Table 3 Results of one simulation using type-1 Sobel edge detector, in test 1

In Table 4 we show the percentages of recognition of the Modular neural network using the Choquet integral as integration method with a preprocessing in the images with the Type 1 Sobel edge detector. Each result of the tests is the average of 27 simulations with different fuzzy densities, as seen in Table 3.

Table 4 Results of training with type-1 Sobel edge detector

In Table 5 we can find the results of the simulations using the Type-2 Sobel edge detector as preprocessing method.

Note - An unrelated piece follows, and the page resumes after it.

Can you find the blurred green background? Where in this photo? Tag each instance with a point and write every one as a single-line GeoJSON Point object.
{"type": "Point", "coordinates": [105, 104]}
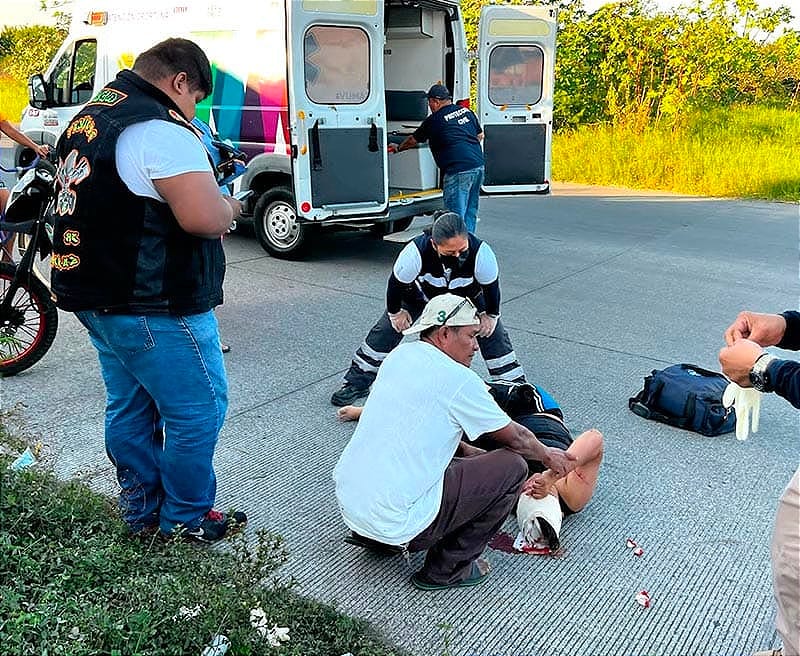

Table 5 Results of training with type-2 Sobel edge detector

It can be noted that when using the Type-2 Sobel edge detector it was obtained 98.49 % of recognition whereas with type-2 Sobel edge detector a 98.68 % was obtained.

6 Conclusions

The use of the Choquet integral as an integration method of responses of a modular neural network applied to face recognition has yielded favorable results when performing the aggregation process of the preprocessed images with the detectors of Sobel edges. The resultant images of the edge detectors preserve more details of the original images, which is a desirable feature for a pattern recognition system. However it is still necessary to use a method that optimizes the values of the Sugeno measure assigned to each source of information because these were designated arbitrarily.